De acordo com os cientistas, o local funcionava como uma espécie de “fábrica de gordura”, onde centenas de ossos eram deliberadamente quebrados para retirada da medula, rica em gordura. No total, foram catalogados mais de 120 mil fragmentos ósseos e cerca de 16 mil ferramentas de pedra, muitas delas com marcas de uso repetido e exposição ao fogo.
A gordura extraída da medula óssea era fundamental para a dieta neandertal. Segundo o estudo, a ingestão excessiva de proteína sem fontes adequadas de gordura pode causar intoxicação metabólica, especialmente em períodos frios e de escassez de vegetais. Por isso, o aproveitamento da gordura era essencial para garantir o equilíbrio nutricional.

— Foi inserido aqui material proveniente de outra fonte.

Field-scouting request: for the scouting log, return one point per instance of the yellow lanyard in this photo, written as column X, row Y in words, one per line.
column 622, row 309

“O que vemos é uma atividade altamente organizada, com intencionalidade, planejamento e conhecimento técnico. Os neandertais não eram simples sobreviventes, mas caçadores-coletores eficientes, capazes de adaptar seus métodos de acordo com as necessidades do grupo”, afirmou o arqueólogo Wil Roebroeks, da Universidade de Leiden, um dos autores do estudo.
Os pesquisadores acreditam que, após a quebra dos ossos com percutores de pedra, os fragmentos eram fervidos por horas em recipientes improvisados, feitos possivelmente de casca de árvore, peles ou estômagos de animais, até que a gordura se separasse e pudesse ser recolhida. Esse processo, segundo os autores, exige conhecimento sobre materiais, temperatura, tempo de cozimento e conservação.
A análise também revelou que os neandertais daquela região consumiam outros alimentos disponíveis no ambiente, como avelãs e ameixas silvestres, o que indica uma dieta variada e adaptada aos recursos locais.
A descoberta reforça a visão, já defendida por diversos especialistas, de que os neandertais apresentavam comportamentos complexos e capacidades cognitivas avançadas. “Eles sabiam planejar, compartilhar tarefas e utilizar os recursos com eficiência. Esse tipo de evidência nos obriga a revisar a imagem ultrapassada de que eram primitivos ou inferiores aos humanos modernos”, destacou o antropólogo Geoff Smith, da Universidade de Reading.
A “fábrica de gordura” de Neumark-Nord seria, até o momento, a mais antiga evidência arqueológica conhecida desse tipo de prática alimentar, cerca de 100 mil anos mais antiga do que processos similares já registrados entre Homo sapiens.